I love it.  And, if this is what Santorum believes —charity is a private responsibility—then that makes him more appealing.

As for those fears I mentioned above.  Because I have followed our immigration policies that have admitted hundreds of thousands of Muslims into the US and have read widely on the issue, I am looking for someone who warns of the same fears I have, Friess (and maybe Santorum) gets it:

Friess also expresses deep concern over the threat he perceives from radical Islam, which he has called “the most threatening movement in the world today,” “more powerful than Nazism or even Communism ever was.” Santorum is simpatico with Friess here….

So, again we each see the needs of the country through a prism of what we see as the big issues and our personal fears.  Two* of my greatest concerns are also those of Foster Friess—the proliferation of “charities” dipping into the taxpayer’s pockets and through them taking more of our liberties and the threat of the spread of the Islamist agenda (this is not a fear of a terror attack, so much as a fear that they are chipping away at our culture by inserting shariah law into the very fabric of America).

* LOL! I’ve got more, it’s just that two are articulated so well in this article.


Responses

  1. I’m liking Santorum more and more, especially if he understands and rightfully perceives that the Islamist/sharia threat is the same as a slow-growing, insidious CANCER in terms of its threat to our national security. It MUST be prevented and stopped at every corner, in every way, shape and form. It is indeed the number one problem facing our nation – because if it is allowed to tear the fabric of America – we won’t have to worry about the economy – THERE WON’T BE ANY ECONOMY TO WORRY ABOUT.
    I’m thinking I will look up Santorum’s donation page at this point.

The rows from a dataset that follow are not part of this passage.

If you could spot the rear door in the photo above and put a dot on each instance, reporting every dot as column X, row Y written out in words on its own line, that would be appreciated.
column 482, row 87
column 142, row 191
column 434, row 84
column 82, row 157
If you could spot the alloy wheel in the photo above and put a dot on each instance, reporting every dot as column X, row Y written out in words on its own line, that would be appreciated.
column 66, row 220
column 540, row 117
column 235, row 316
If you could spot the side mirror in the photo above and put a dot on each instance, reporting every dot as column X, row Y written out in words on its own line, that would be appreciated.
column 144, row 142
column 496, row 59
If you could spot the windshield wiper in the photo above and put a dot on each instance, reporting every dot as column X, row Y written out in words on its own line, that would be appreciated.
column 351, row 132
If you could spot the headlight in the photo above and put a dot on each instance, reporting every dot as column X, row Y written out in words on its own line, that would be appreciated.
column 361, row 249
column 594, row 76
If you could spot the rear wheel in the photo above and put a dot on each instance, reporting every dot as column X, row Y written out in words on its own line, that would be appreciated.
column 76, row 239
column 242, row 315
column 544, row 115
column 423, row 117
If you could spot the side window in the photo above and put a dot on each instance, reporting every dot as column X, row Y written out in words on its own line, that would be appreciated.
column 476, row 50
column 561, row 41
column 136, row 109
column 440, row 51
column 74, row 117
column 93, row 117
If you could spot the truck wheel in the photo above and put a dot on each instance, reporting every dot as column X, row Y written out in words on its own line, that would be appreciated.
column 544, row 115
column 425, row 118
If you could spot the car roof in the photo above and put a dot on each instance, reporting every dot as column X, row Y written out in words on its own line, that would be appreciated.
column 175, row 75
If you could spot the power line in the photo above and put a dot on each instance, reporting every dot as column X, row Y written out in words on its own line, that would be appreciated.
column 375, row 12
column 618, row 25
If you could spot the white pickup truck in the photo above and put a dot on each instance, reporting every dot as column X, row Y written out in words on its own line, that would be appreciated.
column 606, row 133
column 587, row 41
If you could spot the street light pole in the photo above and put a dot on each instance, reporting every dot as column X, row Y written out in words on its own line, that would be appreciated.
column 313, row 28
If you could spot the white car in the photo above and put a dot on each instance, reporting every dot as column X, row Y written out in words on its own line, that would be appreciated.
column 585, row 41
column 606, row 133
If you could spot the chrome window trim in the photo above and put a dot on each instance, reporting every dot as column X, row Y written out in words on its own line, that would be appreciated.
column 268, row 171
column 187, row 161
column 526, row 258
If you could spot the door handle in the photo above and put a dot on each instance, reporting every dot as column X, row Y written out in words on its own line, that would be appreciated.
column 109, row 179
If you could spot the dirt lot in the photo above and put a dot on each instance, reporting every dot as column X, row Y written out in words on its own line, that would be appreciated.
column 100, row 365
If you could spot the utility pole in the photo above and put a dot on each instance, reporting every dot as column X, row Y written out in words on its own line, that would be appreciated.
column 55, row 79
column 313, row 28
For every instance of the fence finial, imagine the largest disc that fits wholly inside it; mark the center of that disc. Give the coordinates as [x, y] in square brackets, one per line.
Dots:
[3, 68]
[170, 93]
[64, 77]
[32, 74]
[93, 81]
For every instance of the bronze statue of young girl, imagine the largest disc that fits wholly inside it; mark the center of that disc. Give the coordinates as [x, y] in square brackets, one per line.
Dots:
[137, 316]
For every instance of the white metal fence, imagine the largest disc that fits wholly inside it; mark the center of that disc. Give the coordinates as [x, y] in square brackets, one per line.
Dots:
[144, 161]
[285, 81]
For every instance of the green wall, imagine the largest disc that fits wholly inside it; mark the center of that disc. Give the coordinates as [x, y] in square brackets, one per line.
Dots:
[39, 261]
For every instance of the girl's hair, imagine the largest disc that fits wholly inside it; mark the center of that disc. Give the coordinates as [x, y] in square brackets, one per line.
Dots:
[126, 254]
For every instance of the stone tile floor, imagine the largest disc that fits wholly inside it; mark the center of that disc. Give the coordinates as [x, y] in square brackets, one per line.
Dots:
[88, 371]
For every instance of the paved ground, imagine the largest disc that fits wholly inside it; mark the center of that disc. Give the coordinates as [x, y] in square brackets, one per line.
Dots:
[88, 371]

  2. Have you looked to see if Rick Santorum is qualified to serve as president? — that is, is he a “natural born citizen.” I understand his parents are native of Italy – immigrated to this country. Were they naturalized before Rick was born? Otherwise, how does he qualify? Same for Marco Rubio.

    Another point, how many candidates have splendid ‘moral’ and “ethical” qualifications, but who are wrong for the position they seek? I have seen and known many who are personally quite ethical, but their candidacy is otherwise flawed, such as by holding to rigid viewpoints and being inflexible to change or admit to mistake. Beware, for example, the person who is too insecure and fearful to admit having made mistakes. It takes courage to admit to error, and I have always admired that in politicians, because there are too few.

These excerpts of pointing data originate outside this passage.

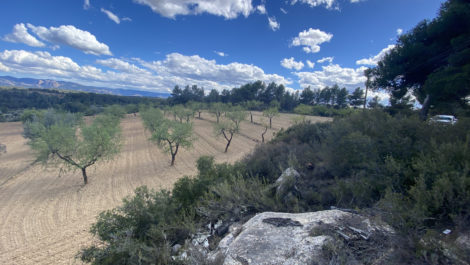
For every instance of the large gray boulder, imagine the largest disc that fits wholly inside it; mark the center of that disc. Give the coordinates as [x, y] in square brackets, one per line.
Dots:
[304, 238]
[3, 148]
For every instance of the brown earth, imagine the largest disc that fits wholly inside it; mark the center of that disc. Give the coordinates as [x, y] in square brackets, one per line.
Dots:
[45, 214]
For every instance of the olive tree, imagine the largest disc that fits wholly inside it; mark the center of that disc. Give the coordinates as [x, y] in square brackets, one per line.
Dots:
[172, 135]
[252, 105]
[227, 128]
[196, 107]
[236, 115]
[270, 113]
[58, 139]
[303, 110]
[152, 118]
[217, 109]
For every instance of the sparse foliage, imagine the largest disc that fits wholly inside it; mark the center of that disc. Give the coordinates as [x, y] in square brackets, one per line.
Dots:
[172, 136]
[227, 128]
[217, 109]
[252, 105]
[65, 140]
[271, 113]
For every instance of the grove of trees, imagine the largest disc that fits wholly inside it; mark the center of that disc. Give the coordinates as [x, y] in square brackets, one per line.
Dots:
[431, 62]
[65, 139]
[171, 135]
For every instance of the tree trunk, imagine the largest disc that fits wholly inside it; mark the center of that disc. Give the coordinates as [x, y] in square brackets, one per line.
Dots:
[85, 177]
[226, 147]
[173, 155]
[365, 99]
[262, 135]
[423, 114]
[229, 140]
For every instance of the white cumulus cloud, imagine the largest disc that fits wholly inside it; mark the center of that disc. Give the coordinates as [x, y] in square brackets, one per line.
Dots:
[311, 40]
[329, 4]
[123, 66]
[314, 3]
[333, 74]
[292, 64]
[73, 37]
[226, 8]
[310, 64]
[375, 59]
[273, 24]
[20, 34]
[221, 54]
[326, 59]
[161, 75]
[261, 9]
[111, 15]
[3, 68]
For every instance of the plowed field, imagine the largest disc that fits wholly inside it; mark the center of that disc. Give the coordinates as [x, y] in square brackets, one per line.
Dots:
[45, 214]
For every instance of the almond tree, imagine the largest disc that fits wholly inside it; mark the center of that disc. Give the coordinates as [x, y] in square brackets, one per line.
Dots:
[251, 106]
[227, 128]
[217, 109]
[172, 135]
[271, 113]
[236, 115]
[59, 140]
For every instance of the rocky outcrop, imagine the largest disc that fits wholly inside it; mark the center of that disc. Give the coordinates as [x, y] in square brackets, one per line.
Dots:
[3, 148]
[305, 238]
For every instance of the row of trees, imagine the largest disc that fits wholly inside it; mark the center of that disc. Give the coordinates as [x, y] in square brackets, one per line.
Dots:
[173, 134]
[66, 140]
[265, 94]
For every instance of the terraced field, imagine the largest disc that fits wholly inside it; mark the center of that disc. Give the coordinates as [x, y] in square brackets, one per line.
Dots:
[45, 214]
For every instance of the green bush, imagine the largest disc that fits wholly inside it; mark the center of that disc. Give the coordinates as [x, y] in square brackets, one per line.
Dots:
[413, 174]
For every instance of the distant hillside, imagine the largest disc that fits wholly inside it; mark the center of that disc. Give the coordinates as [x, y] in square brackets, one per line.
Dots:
[9, 81]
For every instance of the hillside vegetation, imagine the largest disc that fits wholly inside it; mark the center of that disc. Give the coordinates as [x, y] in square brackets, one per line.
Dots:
[414, 175]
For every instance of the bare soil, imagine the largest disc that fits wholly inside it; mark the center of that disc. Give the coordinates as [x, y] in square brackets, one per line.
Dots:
[45, 214]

    I remember admiring John Kennedy when he admitted responsibility for the failure of Bay of Pigs. I had the idea that he learned from that mistake. The typical politician just justifies mistakes and doesn’t learn. Herman Cain’s problem, for example, wasn’t having false accusations thrown up against him about his personal life, but his statement “I have never done anything wrong” A more moderate position, I would respect; or perhaps “It’s none of your business”

    In politics, false accusations and outright lies are just part of what happens. The person who wins is the one who handles these with grace, without returning the salvo to others. Self-restraint in these matters is very powerful, but like the truth, is not often seen as a good “selling point”

    Bottom line, we get clever, smooth liars in high office, often self-righteous and rigidly self-justifiers, because that’s the way we are – and we don’t like the truth in action as much as the comforting lies. Bad action, even well-intentioned, brings bad results. We have to look at what people have done.

    Can you see where I’m going with this?